- Education: Cornell University Harvard Business School
- Occupation: Business executive
- Employer: Lenox Group
- Known for: Former CEO of Lenox Group; former director of Wells Fargo

= Susan E. Engel =

Susan E. Engel is an American business executive. She is the retired chief executive officer of Lenox Group, Inc., and former member of the Wells Fargo & Company board of directors.

== Early life and education ==
Engel received her BS degree in industrial and labor relations from Cornell University in 1968 and her MBA degree from Harvard Business School in 1976. She began her business career with the J.C. Penney Company in 1968. In 1977 she joined Booz Allen Hamilton as vice president. From 1991 to 1994 she was president and chief executive officer of the Champion Products Division of Sara Lee.

== Career ==

=== Lenox ===
She joined Lenox Group, Inc. (formerly Department 56, Inc.), as president and chief operating officer in September 1994, a year after the company's initial public offering.

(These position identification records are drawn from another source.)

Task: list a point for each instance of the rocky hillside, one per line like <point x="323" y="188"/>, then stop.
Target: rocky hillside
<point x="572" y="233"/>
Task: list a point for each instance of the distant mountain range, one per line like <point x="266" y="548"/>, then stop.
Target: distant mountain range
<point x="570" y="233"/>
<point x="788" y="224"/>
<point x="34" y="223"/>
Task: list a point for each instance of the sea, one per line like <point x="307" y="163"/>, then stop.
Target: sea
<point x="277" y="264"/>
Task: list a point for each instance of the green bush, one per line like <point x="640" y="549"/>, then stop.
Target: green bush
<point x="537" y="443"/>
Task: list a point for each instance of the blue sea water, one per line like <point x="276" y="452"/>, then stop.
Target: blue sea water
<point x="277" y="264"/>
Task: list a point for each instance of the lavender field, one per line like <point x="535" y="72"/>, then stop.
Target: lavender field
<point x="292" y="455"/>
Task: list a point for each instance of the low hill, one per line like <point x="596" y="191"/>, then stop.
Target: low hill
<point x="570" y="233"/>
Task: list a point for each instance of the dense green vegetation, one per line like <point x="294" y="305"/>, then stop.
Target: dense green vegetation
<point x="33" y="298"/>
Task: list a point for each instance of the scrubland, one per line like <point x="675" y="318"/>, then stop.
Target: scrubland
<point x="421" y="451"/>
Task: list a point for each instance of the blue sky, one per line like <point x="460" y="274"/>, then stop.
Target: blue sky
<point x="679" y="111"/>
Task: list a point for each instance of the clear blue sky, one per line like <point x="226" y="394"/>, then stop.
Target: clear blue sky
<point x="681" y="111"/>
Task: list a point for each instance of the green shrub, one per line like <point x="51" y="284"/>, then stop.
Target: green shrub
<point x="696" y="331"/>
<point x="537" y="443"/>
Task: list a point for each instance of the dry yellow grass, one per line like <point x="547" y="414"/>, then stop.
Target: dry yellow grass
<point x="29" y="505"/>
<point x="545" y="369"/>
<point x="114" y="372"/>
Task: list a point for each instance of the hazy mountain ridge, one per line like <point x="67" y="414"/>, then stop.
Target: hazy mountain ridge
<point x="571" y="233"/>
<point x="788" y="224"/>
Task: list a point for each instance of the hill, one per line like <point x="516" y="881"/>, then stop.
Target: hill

In February 1996 Engel was elected a director of Lenox Group. She was elected chairwoman and chief executive officer in November 1996. Early in 1998 Engel was elected a director of Norwest Corporation. Later that year Norwest merged with Wells Fargo, and she became a director of the latter. She was elected a director of Supervalu, Inc., in 1999.

Engel retired as chairwoman, CEO and a director of Lenox Group in 2007. Besides serving as a director and SuperValu, she is also a member of the board of overseers of the Carlson School of Management at the University of Minnesota.

In the political realm, she has been a member of Obama for Illinois, John Kerry for president, Hillary Clinton for president, Al Franken for Senate, and the Minneapolis Board of Advisers of the League of Women Voters.

=== Wells Fargo & Company ===
Engel served as director from May 1998 until April 2017.

On February 28, 2017, Engel, informed the company that she would not stand for re-election and will retire as a member of the Board at the company's Annual Meeting of Stockholders on April 25, 2017.